According to Bolton (2008), upon the time of the Cold War, US policymakers had developed a consensus that the Soviet Union is a potential threat to world stability and to the development of the world system. In light of this realization, the US government had pushed for the creation of a powerful intelligence community that can track down any potential threat to America’s safety . According to Bullock, Haddow, and Coppola (2011) and Larsen and Smith (2005), the NSA or the National Security Agency was the successor to the Armed Forces Security Agency established in 1949. However, due to the lack of power the agency had over its units, the AFSA had been revised on October 24, 1952 to create the National Security Agency under the memorandum “Communications and Intelligence Activities” and the National Security Directive 6 that transfers AFSA’s powers to the NSA under President Truman. The NSA possesses national and military responsibilities that enables it to become the country’s cryptologic organization, built externally without legislative backing. The NSA, according to the Office of the US Director of National Intelligence (2012) is also supported by the National Security Agency Act of 1959, which amends the memorandum that created the NSA, to add further clauses on how the Director of the NSA would be selected and the connection of the NSA to other intelligence agencies and its training programs . Larsen and Smith added that the NSA handles coordination, communication, and safeguarding of the country’s information system and become the foreign intelligence center for all members of the intelligence community. The NSA also pioneers on communication and data processing, becoming the country’s premier source for codemakers and codebreakers, employing mathematicians throughout the globe. It also handles the cipher systems used by the US to protect information systems and find the weakness of foreign systems and coding . The NSA was then revised in 1971 to be known as the NSA/CSS (Central Security Service), to handle communication and coordination between military services. An additional directive or the Information Assurance Directorate sustains the NSA’s role to sustain information assurance and signals intelligence for all branches of government. Another known directorate under the NSA is the Signals Intelligence Directorate, handling foreign signals intelligence .

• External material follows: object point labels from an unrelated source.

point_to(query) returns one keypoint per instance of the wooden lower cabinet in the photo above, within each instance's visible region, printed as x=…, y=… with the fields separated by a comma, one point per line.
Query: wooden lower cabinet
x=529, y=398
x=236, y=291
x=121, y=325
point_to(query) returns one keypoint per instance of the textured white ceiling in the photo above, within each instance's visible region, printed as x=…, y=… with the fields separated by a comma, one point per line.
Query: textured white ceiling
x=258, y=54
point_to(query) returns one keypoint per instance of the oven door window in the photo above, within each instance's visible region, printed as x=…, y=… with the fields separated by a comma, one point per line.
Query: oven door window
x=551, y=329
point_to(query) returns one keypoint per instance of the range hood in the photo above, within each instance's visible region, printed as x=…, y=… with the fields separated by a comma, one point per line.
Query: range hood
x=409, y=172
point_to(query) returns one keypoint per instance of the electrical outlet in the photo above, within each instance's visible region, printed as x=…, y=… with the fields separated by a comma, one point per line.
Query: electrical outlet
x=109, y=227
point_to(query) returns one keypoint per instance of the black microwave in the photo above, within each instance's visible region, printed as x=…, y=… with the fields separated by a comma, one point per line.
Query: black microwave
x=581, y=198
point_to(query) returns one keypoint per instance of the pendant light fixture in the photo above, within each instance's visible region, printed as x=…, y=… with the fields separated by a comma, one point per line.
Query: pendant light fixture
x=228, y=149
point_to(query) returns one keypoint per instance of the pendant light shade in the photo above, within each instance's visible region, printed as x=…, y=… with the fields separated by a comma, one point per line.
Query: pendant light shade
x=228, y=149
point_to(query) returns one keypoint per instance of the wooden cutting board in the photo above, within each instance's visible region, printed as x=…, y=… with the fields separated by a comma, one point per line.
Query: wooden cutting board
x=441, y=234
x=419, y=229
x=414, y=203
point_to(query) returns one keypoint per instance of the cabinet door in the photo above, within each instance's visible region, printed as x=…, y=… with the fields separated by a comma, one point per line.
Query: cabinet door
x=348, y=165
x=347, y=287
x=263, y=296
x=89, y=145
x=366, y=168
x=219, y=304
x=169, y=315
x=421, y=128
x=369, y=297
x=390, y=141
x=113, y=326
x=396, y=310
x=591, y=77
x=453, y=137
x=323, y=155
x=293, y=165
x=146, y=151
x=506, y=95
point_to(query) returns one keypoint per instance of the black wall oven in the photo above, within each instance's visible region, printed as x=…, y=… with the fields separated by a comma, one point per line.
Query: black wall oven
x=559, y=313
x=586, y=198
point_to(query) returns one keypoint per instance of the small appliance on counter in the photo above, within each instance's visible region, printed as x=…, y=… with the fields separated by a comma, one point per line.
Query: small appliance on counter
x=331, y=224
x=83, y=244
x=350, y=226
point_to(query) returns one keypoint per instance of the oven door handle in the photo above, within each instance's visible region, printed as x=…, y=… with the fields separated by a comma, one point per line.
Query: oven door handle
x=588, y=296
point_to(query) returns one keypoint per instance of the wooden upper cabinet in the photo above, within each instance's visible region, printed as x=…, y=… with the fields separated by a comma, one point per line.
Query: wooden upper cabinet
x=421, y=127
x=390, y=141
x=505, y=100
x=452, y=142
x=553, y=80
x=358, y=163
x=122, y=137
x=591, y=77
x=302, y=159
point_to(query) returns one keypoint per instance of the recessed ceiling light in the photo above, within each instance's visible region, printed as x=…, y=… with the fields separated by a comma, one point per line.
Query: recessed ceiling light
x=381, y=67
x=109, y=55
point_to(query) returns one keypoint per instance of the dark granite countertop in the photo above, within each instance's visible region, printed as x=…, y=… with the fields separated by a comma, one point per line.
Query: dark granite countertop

Today, Knight (2003) and Smith () stated that the NSA is regarded as the technological powerhouse of the US intelligence community, and also its more secretive part. Knight stated that people tend to create conspiracy theories regarding the NSA because of its capacity and its activities beyond the organization, basing itself in Maryland. The NSA has also the highest budget and influence in billions, appropriations reaching up to other agencies . In the 2001 attacks, the NSA, alongside the National Reconnaissance Office and the National Imagery and Mapping Agency were advised under the Scowcroft Proposal to be released from DCI control and place under the CIA. However, the proposal was denied as it would only bring rivalries within the intelligence community .
References
Bolton, M. K. (2008). U.S. National Security and Foreign Policymaking After 9/11: Present at the Re-creation. Lanham: Rowman and Littlefield.

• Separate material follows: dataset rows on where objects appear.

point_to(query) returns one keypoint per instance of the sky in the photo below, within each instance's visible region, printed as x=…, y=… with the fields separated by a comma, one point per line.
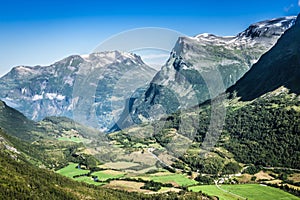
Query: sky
x=36, y=32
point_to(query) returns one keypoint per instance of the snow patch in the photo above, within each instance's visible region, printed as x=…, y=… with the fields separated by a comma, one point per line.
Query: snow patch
x=37, y=97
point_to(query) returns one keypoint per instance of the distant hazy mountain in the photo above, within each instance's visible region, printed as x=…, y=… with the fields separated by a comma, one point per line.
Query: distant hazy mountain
x=279, y=67
x=86, y=87
x=202, y=67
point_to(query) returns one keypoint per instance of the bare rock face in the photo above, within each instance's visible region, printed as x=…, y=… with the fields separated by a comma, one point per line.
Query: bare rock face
x=80, y=87
x=202, y=67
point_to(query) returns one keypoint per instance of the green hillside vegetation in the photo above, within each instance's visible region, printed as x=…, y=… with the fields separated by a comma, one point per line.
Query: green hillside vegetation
x=20, y=180
x=262, y=132
x=247, y=191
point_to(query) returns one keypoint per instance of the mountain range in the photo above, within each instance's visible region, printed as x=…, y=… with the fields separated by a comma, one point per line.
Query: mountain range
x=202, y=67
x=86, y=88
x=260, y=129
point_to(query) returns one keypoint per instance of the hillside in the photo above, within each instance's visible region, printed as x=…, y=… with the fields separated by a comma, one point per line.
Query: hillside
x=278, y=67
x=20, y=180
x=200, y=68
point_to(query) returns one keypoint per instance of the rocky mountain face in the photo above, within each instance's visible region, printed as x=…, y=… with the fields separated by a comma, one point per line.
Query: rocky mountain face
x=202, y=67
x=279, y=67
x=90, y=88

Bullock, J., Haddow, G., & Coppola, D. (2011). Introduction to Homeland Security: Principles of All-Hazards Risk Management. Burlington: Butterworth-Heinemann.
Knight, P. (2003). Conspiracy Theories in American History:. Santa Barbara: ABC-CLIO.
Larsen, J., & Smith, J. (2005). Historical Dictionary of Arms Control and Disarmament. Lanham: Scarecrow Press.
Office of the US Director of National Intelligence. (2012). Intelligence Community Legal Reference Book, Winter 2012. Washington, D.C: Government Printing Office.
Smith, W. T. (2003). Encyclopedia of the Central Intelligence Agency. New York: Infobase Publishing.